Don’t replace gauze — double it up

Most people know that if a person is bleeding profusely, the best thing to do is to use a compress to apply pressure. Ideally, you can also elevate the area that’s bleeding above the heart to slow the flow.

But if the injured party bleeds through that compress you’re using, do not remove it to apply a fresh one.

Instead, Harvard Medical School says to add the second compress on top and continue to apply pressure.

Even if the bleeding stops, don’t remove the compress until a medical professional can take over.

Hypothermia makes you dead tired — literally

When you’re so freezing cold that you’re shaking and shivering, you might worry that it’s hypothermia. But if you’re still shaking, your body probably hasn’t dipped below that dangerous threshold of 95°F (35°C) just yet.

However, if you notice a friend has stopped shaking and is tired and falling asleep, that really means trouble.

As the body’s temperature drops to low levels, it slows down — and the person will often feel tired and start to fall asleep.

So if you’re with a friend or family member in freezing temperatures and they insist on taking a nap, getting them inside will likely save their life.

A ‘still’ tornado is actually coming right at you

Tornadoes rarely just stay still.

The Tornado Project confirms that if you see a tornado and it doesn’t look like it’s moving, it may be moving toward you — so don’t assume you’re OK standing where you are and watching it from a distance.

If you’re outside and realize this is happening, the Storm Prediction Center recommends getting inside a sturdy building if possible.

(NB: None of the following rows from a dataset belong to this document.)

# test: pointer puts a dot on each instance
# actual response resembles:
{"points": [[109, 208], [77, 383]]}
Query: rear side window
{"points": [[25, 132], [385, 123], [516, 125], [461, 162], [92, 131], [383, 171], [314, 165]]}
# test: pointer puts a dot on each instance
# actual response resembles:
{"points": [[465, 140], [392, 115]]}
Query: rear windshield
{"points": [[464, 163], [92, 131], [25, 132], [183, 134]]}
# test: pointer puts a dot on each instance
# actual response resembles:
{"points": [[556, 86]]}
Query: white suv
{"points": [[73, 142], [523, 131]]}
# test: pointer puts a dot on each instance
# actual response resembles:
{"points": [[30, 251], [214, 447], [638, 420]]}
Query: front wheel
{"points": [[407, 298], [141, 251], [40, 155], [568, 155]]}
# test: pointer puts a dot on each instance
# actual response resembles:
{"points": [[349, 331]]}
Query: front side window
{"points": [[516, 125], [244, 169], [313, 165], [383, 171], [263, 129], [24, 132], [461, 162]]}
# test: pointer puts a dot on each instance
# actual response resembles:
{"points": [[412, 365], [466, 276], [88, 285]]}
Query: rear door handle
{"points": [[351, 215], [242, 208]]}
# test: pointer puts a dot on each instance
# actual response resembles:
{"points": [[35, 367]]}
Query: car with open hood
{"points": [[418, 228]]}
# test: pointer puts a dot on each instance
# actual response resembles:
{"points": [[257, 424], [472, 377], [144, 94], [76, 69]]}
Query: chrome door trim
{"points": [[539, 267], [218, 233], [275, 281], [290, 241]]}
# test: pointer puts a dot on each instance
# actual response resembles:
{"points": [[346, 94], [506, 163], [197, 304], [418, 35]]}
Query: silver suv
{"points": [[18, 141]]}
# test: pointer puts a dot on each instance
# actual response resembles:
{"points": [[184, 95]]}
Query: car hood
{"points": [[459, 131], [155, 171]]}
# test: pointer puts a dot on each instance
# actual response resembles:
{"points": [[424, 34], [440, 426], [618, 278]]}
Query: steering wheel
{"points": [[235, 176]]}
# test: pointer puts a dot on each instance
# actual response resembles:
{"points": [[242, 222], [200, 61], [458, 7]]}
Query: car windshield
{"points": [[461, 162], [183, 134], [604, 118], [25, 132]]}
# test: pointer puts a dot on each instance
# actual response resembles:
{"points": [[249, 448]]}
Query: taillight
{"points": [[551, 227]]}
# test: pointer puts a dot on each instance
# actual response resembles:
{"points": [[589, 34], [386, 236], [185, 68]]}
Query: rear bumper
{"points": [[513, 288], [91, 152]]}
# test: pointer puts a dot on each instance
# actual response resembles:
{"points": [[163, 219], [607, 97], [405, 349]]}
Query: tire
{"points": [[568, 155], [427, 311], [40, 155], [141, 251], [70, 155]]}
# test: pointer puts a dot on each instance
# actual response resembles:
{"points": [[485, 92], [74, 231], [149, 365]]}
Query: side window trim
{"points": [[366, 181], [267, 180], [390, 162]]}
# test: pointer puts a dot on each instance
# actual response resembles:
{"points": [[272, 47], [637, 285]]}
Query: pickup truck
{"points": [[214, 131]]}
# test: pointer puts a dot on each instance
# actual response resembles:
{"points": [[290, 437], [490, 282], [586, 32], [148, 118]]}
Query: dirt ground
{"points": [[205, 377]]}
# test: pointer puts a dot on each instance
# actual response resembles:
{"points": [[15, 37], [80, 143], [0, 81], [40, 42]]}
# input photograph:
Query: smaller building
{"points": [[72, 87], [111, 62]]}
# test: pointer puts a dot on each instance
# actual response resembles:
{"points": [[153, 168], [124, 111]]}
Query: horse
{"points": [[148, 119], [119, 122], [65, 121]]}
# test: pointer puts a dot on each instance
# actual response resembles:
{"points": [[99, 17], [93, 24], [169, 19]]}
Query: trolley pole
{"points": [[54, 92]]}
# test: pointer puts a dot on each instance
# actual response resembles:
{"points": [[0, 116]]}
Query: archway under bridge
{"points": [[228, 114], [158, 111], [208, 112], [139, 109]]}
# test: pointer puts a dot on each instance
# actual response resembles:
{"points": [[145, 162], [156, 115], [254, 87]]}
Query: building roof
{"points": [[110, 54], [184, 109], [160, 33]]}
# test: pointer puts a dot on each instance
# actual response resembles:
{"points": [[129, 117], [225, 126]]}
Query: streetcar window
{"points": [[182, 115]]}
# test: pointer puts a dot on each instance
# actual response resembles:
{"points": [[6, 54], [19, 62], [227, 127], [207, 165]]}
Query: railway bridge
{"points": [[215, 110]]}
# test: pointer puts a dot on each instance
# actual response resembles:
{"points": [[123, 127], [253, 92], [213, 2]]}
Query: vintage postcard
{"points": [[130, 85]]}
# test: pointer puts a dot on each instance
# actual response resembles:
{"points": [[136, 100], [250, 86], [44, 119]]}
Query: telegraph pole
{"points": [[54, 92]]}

If not, get as far away from cars and trees as possible and lie flat, face-down on the ground — and protect your head with your arms.

It’s not Casper, it’s a killer

‘If you think your house or apartment is haunted and have been seeing, hearing, or feeling a presence, get a carbon monoxide detector,’ advised one Redditor.

‘You may be hallucinating and this is potentially lethal.’

Dozens of experts back this up, pointing out that symptoms of carbon monoxide poisoning include hallucinations and confusion — hence why you think you spotted a poltergeist or swear you saw something move of its own accord.

Smash the edges of a car window, not the center

If you need to break a car window open — like, say, because it’s boiling out and a baby or animal is trapped inside — don’t swing a blunt object at the middle of the glass.

Instead, aim for the edges of the window, which are the weakest points and more likely to give way.

It’s also best to choose the window furthest from the person trapped inside, since the glass is likely to shatter everywhere.

If the tide suddenly goes out too far, get away fast

As one Redditor explained: ‘If you are at the beach on vacation and one day ask yourself where all the water is gone, far beyond normal tide, run!!!

This is a sign that a tsunami is coming.

In the past, beach-goers who have stopped in confusion to watch the disappearing tide and ended up dead.

Swim parallel to the shore in a rip current

Getting caught in a rip current — on that moves dangerously fast away from the shore — can be terrifying. While it’s tempting to try to swim against it and back toward the shore, don’t do that.

Instead, either stay still and try to flag for help, or swim parallel to the shore. If you do this, eventually you’ll swim out of the current altogether.

The best place in a fire is near the ground

If you’re in a building that’s on fire and you can’t easily get out, drop to the floor. Smoke from the fire will travel up, making it harder to breathe higher in the room.

Kick yourself out of icy water

First thing’s first: When you fall into icy water, don’t panic. Your body will automatically react, going into shock for one to three minutes. Do your best to wait this out and stay calm.

Then, get to a solid piece of ice that hasn’t broken off and place your arms above it. Kick your legs to help your body get horizontal, which will make it easier for you to drag your body up onto the ice.

Once you’re there, don’t stand up and walk away. Roll your body first until you get to more solid ground. When you’re standing, all of your weight is concentrated on a smaller area and is more likely to break the ice again.